Rencontre avec cette artiste d'une rare élégance, lors de la dernière édition du festival Nouvelles Voix en Beaujolais

 


"Petite Amie" disponible

 

Tu as dit avoir fait des études de lettres « par amour de la langue française », cela doit être un régal d'écrire tes propres textes et de les mettre en musique...?

Complètement. J'ai des parents qui étaient libraires, j'adore lire, j'aime la langue française, j'ai fait pas mal de théâtre par envie de dire certains textes que j'aime. On est porté quand on joue du Racine ou du Molière, il n'y a rien à faire, c'est tellement profond et parfaitement écrit. Ça résonne en soi... Je ne pourrai pas écrire en anglais, même si parfois j'ai des chansons qui me viennent en anglais parce que le groove est différent et que ça appelle autre chose.
J'aime écrire, j'aime l'idée de me battre un peu avec les mots, d'essayer de les faire s'amuser ensemble, s'étonner d'être ensemble. Il y a un plaisir un peu intellectuel, d'essayer de créer des phrases. En plus, je parle de ce dont tout le monde parle, l'amour ! L'intérêt est vraiment d'essayer d'y amener une patte.

 


© Fabrice Buffart - Nouvelles Voix en Beaujolais 2017

 

Il y a une grosse scène french pop depuis quelques années, le plateau de ce soir le représente bien (Juliette Armanet, Clara Luciani et Eddy de Pretto), que penses-tu de cet engouement pour cette musique un peu « revival » ?

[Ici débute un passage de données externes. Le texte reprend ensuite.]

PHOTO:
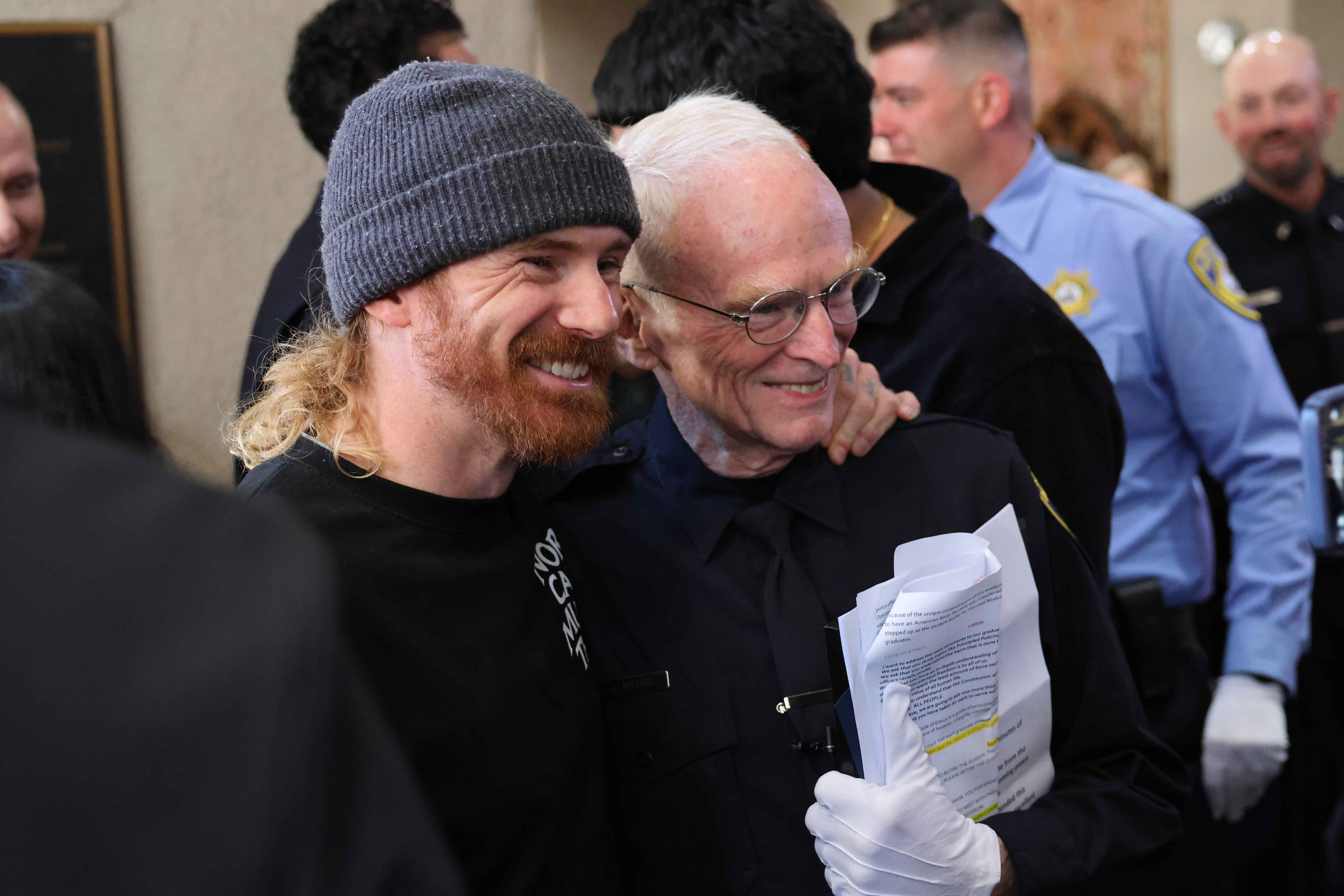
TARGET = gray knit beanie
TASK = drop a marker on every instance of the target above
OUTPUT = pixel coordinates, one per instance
(443, 162)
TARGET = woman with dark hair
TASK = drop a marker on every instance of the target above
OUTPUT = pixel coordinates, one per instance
(61, 359)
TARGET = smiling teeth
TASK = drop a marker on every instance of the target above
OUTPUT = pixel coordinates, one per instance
(564, 371)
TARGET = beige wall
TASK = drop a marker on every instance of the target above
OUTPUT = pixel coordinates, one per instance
(217, 179)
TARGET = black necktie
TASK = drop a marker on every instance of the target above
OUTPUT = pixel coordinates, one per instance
(793, 620)
(982, 229)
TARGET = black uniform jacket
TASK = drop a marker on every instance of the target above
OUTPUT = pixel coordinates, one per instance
(181, 713)
(708, 794)
(286, 310)
(1292, 268)
(971, 335)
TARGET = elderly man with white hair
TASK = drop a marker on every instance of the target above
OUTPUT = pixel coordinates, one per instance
(714, 541)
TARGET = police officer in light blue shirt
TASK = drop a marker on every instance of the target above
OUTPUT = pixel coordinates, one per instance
(1193, 370)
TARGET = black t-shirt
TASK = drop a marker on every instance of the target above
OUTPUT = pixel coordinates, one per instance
(464, 617)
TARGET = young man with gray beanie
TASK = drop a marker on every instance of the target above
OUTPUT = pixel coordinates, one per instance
(475, 225)
(475, 228)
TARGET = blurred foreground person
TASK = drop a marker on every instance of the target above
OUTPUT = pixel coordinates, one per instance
(169, 731)
(61, 359)
(339, 54)
(956, 323)
(714, 541)
(1193, 369)
(1283, 228)
(23, 211)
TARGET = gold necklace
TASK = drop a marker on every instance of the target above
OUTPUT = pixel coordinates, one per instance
(882, 226)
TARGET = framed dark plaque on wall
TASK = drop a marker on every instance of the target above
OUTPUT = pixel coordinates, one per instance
(61, 72)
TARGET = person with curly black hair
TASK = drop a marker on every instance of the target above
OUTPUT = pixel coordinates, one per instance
(958, 324)
(339, 54)
(61, 361)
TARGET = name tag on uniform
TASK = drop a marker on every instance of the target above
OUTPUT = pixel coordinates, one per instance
(634, 686)
(1263, 297)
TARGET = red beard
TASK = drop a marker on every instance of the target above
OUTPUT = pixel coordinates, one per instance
(538, 425)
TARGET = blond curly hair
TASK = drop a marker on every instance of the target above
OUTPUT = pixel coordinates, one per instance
(312, 387)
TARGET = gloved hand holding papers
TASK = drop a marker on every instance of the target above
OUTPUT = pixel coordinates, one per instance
(959, 628)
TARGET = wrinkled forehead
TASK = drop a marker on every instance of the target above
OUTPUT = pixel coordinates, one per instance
(779, 225)
(15, 131)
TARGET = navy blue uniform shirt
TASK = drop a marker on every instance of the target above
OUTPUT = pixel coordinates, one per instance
(708, 794)
(971, 335)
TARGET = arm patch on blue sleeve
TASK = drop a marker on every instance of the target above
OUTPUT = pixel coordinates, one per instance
(1210, 266)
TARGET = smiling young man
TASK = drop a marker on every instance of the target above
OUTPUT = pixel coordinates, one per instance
(714, 541)
(475, 230)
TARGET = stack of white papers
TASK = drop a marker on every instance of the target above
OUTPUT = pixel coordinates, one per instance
(959, 625)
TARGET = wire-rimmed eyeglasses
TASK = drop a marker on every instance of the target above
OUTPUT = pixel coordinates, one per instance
(775, 318)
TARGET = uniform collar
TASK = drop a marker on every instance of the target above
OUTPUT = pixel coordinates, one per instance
(1018, 210)
(706, 502)
(940, 224)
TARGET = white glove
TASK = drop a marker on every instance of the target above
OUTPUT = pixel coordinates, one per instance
(905, 839)
(1245, 743)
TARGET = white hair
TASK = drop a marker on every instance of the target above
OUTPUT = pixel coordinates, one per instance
(701, 132)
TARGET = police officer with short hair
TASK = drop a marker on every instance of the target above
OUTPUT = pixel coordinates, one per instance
(1194, 374)
(1283, 228)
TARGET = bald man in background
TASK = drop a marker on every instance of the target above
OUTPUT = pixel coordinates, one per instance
(1283, 229)
(22, 207)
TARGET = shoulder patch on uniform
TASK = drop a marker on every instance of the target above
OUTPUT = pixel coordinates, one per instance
(1045, 499)
(1210, 266)
(1073, 291)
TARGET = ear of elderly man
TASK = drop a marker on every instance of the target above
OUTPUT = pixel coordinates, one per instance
(479, 273)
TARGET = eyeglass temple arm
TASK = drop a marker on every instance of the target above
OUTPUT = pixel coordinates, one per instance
(738, 319)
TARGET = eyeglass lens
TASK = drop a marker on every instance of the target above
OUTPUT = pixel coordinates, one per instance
(776, 316)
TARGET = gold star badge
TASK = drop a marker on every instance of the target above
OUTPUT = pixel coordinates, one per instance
(1073, 291)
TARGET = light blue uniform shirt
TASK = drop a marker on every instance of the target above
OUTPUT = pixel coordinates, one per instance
(1197, 381)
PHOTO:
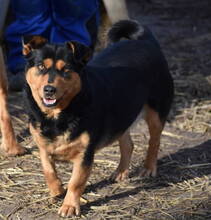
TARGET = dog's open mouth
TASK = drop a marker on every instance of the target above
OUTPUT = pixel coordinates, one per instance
(49, 102)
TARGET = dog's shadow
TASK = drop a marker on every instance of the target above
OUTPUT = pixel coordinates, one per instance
(185, 164)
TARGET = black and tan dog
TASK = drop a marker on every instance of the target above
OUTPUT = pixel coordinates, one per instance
(77, 108)
(9, 144)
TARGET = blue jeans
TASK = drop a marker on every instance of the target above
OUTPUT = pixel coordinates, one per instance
(57, 20)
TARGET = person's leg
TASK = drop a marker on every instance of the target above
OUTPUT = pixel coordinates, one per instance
(75, 20)
(31, 18)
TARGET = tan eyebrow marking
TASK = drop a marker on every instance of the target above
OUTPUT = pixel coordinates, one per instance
(48, 63)
(60, 64)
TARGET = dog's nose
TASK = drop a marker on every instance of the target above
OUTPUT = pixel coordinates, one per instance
(49, 90)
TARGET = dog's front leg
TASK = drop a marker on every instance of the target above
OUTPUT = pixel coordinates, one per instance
(80, 174)
(52, 180)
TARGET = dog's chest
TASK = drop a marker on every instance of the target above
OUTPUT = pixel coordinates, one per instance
(61, 147)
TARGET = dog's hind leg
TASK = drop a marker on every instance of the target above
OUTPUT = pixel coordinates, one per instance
(9, 143)
(155, 126)
(126, 149)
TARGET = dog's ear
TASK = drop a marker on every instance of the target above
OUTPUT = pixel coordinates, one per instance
(81, 52)
(32, 42)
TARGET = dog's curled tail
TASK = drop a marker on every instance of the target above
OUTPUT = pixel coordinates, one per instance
(129, 29)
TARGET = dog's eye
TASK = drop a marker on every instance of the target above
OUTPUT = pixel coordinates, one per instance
(41, 67)
(67, 73)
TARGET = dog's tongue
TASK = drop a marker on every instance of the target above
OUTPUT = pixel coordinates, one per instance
(49, 101)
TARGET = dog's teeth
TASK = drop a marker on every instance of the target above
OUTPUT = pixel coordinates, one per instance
(49, 101)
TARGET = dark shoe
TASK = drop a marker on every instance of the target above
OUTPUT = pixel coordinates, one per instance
(16, 82)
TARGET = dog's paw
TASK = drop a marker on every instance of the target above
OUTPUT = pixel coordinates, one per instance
(147, 172)
(119, 176)
(69, 210)
(58, 192)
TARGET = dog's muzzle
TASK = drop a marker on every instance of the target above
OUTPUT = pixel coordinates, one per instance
(49, 95)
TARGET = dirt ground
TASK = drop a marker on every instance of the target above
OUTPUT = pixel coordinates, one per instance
(182, 189)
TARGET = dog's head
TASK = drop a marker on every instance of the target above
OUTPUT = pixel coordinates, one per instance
(53, 71)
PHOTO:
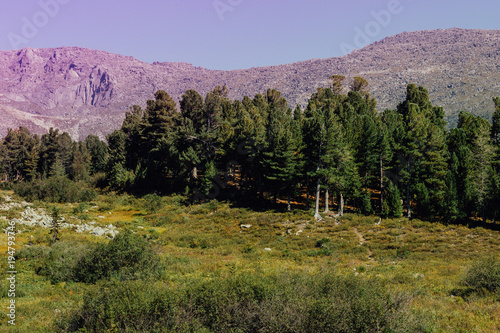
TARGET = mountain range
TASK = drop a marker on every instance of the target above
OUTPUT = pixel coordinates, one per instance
(83, 91)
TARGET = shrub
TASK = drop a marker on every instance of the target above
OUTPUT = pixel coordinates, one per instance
(55, 189)
(484, 275)
(57, 262)
(126, 257)
(152, 203)
(246, 303)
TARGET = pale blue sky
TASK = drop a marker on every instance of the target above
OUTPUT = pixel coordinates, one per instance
(229, 34)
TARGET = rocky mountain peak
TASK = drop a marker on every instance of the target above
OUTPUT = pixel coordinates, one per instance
(86, 91)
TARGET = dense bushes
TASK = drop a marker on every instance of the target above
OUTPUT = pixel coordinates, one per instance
(484, 275)
(55, 189)
(246, 303)
(126, 257)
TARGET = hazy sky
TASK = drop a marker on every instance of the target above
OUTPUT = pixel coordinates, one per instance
(230, 34)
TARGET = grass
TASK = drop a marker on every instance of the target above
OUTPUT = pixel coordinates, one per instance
(204, 242)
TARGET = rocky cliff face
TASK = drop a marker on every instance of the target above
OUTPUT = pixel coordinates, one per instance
(84, 91)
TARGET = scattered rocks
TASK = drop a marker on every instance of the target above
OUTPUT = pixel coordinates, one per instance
(38, 217)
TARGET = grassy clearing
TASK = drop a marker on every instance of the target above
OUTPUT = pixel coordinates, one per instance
(197, 244)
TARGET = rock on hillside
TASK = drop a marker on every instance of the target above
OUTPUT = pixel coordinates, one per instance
(84, 91)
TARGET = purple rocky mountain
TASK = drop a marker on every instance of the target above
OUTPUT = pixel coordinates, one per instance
(85, 91)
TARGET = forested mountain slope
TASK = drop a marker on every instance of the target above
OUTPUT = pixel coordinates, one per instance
(85, 91)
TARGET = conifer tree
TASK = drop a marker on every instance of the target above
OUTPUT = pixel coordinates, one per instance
(158, 136)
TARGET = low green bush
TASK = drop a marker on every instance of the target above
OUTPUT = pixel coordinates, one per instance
(57, 262)
(484, 275)
(246, 303)
(126, 257)
(55, 189)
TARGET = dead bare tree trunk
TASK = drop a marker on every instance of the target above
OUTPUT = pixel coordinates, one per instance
(341, 205)
(381, 184)
(327, 209)
(408, 207)
(316, 207)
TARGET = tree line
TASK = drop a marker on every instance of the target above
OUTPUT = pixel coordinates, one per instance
(337, 150)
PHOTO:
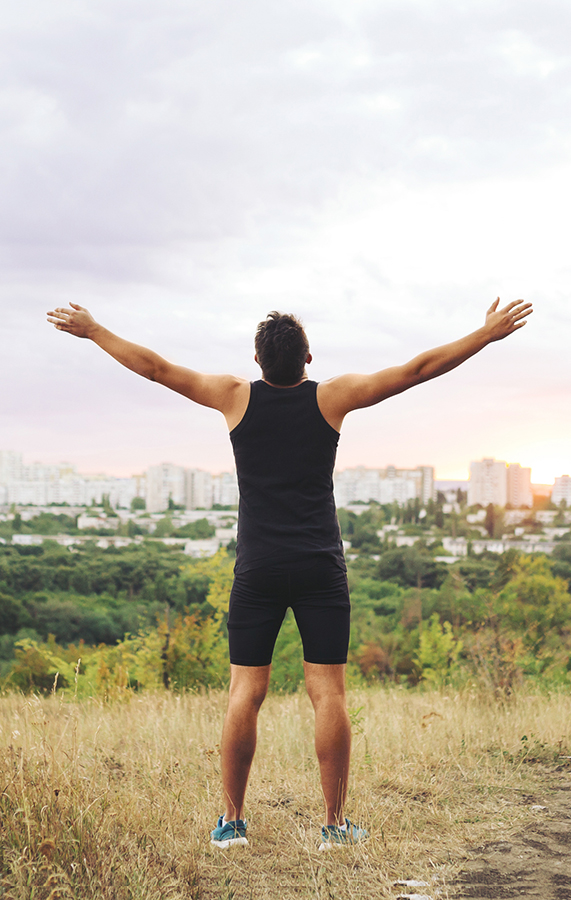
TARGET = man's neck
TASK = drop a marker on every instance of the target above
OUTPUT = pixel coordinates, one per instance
(305, 378)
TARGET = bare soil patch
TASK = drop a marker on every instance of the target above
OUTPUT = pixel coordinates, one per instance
(534, 864)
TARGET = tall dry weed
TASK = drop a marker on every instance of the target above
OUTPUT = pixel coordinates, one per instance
(116, 801)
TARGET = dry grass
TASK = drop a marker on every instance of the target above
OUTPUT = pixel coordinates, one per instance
(117, 801)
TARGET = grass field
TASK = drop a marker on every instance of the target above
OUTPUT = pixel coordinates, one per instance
(117, 800)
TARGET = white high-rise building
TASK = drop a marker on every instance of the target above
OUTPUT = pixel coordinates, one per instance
(383, 485)
(488, 482)
(561, 490)
(198, 489)
(165, 481)
(519, 486)
(225, 489)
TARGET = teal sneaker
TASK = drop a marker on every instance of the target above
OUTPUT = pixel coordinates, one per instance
(334, 836)
(231, 834)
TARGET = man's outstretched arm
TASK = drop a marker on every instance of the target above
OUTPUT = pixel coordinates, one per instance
(217, 391)
(347, 392)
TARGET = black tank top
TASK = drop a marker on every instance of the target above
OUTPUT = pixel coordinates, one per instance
(285, 454)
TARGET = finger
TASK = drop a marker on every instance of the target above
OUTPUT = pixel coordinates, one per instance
(514, 304)
(522, 315)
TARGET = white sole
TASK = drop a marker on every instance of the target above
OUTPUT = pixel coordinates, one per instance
(231, 842)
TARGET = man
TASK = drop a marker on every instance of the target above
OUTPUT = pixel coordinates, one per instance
(284, 431)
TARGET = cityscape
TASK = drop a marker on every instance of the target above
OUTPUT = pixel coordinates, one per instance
(490, 481)
(197, 510)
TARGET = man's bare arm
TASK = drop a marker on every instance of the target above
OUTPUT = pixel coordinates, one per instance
(222, 392)
(348, 392)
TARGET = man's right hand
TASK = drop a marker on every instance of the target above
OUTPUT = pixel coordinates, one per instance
(77, 320)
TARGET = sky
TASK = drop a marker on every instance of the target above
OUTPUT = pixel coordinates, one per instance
(382, 169)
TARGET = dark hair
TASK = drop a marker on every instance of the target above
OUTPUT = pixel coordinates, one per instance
(282, 348)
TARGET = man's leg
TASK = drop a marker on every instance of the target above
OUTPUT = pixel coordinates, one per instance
(248, 688)
(326, 688)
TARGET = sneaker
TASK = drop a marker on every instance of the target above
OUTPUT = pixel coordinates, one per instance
(231, 834)
(334, 836)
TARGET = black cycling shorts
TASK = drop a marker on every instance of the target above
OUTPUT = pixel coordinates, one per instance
(319, 597)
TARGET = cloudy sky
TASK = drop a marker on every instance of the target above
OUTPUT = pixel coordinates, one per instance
(382, 169)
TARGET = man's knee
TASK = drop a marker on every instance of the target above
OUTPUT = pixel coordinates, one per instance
(325, 684)
(249, 685)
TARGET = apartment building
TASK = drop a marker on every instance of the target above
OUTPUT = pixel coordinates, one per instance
(383, 485)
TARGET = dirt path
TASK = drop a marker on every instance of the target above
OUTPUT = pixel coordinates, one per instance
(534, 864)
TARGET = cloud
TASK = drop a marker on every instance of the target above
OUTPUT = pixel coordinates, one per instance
(184, 167)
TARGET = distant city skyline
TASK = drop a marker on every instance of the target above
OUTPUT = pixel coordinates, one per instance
(383, 170)
(30, 460)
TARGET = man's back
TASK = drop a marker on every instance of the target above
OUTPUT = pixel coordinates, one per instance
(285, 455)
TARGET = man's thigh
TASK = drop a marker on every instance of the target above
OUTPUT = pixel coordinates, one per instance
(258, 604)
(322, 609)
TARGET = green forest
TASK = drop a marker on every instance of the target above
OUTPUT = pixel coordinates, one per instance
(103, 621)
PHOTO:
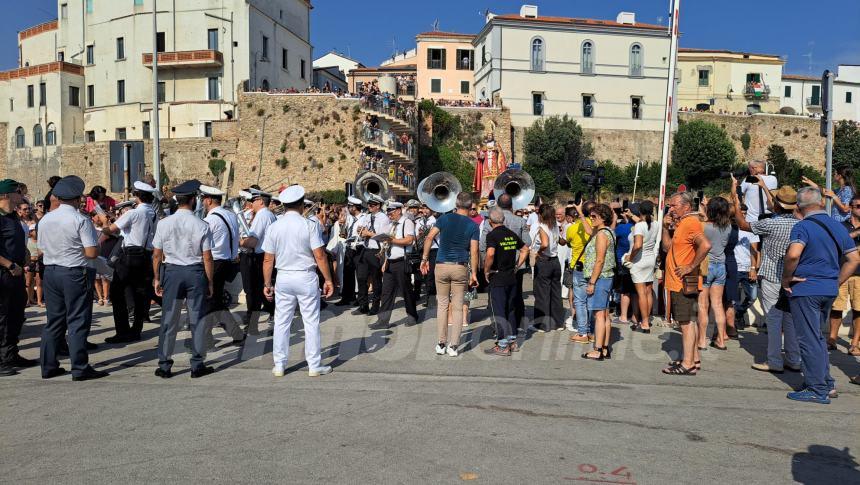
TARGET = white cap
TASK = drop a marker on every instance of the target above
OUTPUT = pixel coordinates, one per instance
(144, 187)
(292, 194)
(258, 193)
(209, 190)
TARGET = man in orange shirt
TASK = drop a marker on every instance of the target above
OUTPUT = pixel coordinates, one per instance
(686, 249)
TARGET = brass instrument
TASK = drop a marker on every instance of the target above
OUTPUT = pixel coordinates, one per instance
(439, 192)
(516, 183)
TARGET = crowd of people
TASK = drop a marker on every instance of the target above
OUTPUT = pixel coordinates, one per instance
(592, 264)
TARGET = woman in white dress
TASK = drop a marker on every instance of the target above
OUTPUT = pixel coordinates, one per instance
(642, 259)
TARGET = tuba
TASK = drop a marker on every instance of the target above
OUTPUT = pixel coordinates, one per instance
(516, 183)
(235, 205)
(439, 192)
(368, 184)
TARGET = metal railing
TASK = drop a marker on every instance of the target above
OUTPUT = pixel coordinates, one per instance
(390, 140)
(392, 172)
(391, 107)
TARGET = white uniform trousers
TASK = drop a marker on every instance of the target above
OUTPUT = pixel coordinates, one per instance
(297, 288)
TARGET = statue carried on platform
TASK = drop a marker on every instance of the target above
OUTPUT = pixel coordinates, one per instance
(490, 163)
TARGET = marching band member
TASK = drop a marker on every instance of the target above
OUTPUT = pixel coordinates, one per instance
(133, 269)
(395, 276)
(251, 263)
(347, 289)
(184, 243)
(369, 267)
(294, 246)
(68, 239)
(225, 254)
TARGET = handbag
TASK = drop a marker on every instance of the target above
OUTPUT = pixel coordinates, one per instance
(690, 282)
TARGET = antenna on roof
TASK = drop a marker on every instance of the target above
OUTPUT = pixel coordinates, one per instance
(811, 45)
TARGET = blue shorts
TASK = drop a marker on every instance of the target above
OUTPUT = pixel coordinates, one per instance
(599, 300)
(716, 275)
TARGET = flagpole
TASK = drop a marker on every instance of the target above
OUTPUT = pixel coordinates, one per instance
(669, 112)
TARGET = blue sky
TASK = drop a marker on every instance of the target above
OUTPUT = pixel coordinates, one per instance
(370, 30)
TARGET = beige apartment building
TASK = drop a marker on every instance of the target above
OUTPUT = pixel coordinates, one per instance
(445, 66)
(87, 76)
(728, 81)
(605, 74)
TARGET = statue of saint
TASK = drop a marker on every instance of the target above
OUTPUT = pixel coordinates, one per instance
(490, 163)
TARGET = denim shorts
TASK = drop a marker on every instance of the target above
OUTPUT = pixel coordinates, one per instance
(599, 300)
(716, 275)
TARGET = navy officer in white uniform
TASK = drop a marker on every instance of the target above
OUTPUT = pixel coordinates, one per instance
(251, 262)
(133, 269)
(395, 277)
(184, 243)
(294, 246)
(225, 254)
(68, 239)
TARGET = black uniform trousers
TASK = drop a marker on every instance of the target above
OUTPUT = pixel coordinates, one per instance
(69, 306)
(132, 278)
(428, 280)
(13, 298)
(549, 310)
(347, 286)
(217, 312)
(396, 279)
(251, 267)
(368, 270)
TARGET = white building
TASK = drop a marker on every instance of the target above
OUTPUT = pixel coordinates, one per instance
(605, 74)
(87, 76)
(802, 94)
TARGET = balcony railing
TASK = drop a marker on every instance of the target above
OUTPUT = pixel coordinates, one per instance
(391, 107)
(757, 90)
(391, 140)
(188, 59)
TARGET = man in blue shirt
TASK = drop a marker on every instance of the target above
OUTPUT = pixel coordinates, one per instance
(458, 253)
(821, 256)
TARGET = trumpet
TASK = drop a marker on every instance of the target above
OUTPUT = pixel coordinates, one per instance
(235, 205)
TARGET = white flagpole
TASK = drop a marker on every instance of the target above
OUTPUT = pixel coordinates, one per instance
(670, 111)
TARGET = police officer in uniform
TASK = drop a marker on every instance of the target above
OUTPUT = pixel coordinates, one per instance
(251, 262)
(133, 269)
(68, 239)
(347, 290)
(184, 244)
(425, 221)
(395, 276)
(369, 267)
(13, 295)
(294, 246)
(225, 252)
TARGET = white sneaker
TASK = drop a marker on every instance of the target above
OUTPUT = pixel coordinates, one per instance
(326, 369)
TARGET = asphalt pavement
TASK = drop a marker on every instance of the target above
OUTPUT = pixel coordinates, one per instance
(394, 412)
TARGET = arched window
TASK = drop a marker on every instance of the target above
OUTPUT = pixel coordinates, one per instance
(537, 55)
(51, 135)
(588, 57)
(636, 60)
(37, 136)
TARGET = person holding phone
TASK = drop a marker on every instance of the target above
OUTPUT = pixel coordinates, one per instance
(755, 188)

Je trouve ça super, parce que là ce soir, c'est une soirée où on partage un plateau, on est hyper contents de se croiser. Il y a de l'estime et de l'admiration réciproque. Ce sont des métiers assez solitaires quand tu fais ton projet, ton disque etc. Tu as un peu le nez dans ton truc à toi, donc le fait de se mélanger comme ça et d'avoir des gens où on est fiers, on est admiratifs des autres, ça donne beaucoup d'élan. C'est agréable de faire partie d'une espèce de mouvement, un truc un peu générationnel, c'est chaleureux...

Interview de Eddy de Pretto 

 

Tu disais à une époque être un peu moins à l'aise sur les grosses scènes, la configuration de ce soir doit particulièrement te plaire ?

Oui, quand j'étais au Zénith en première partie de Julien Doré, j'étais toute seule avec un piano. J'ai eu la sensation d'être complètement perdue dans un océan de gens que je ne voyais pas, mais les dates étaient super!
J'aime vraiment la proximité, les regards, j'aime voir les gens, les entendre chanter. Ça fait vraiment partie du spectacle, donc j'adore les salles qui ne sont pas trop grosses et j'ai même demandé à mon tourneur de privilégier les jauges humaines. Je trouve que c'est comme cela qu'on prend le plus de plaisir. C'est vrai que ce soir c'est chouette même si c'est assis. Je fais rarement des salles assises...

 

© Erwan Fichou / Théo Mercier

 

On t'a sentie assez touchée lors de l'émission que tu as faite avec Véronique Sanson, et tu as aussi chanté avec Laurent Voulzy. Qu'est-ce que ça fait de toucher du doigt le monde de tes idoles de jeunesse ? Qu'est-ce que ces artistes t'apportent ?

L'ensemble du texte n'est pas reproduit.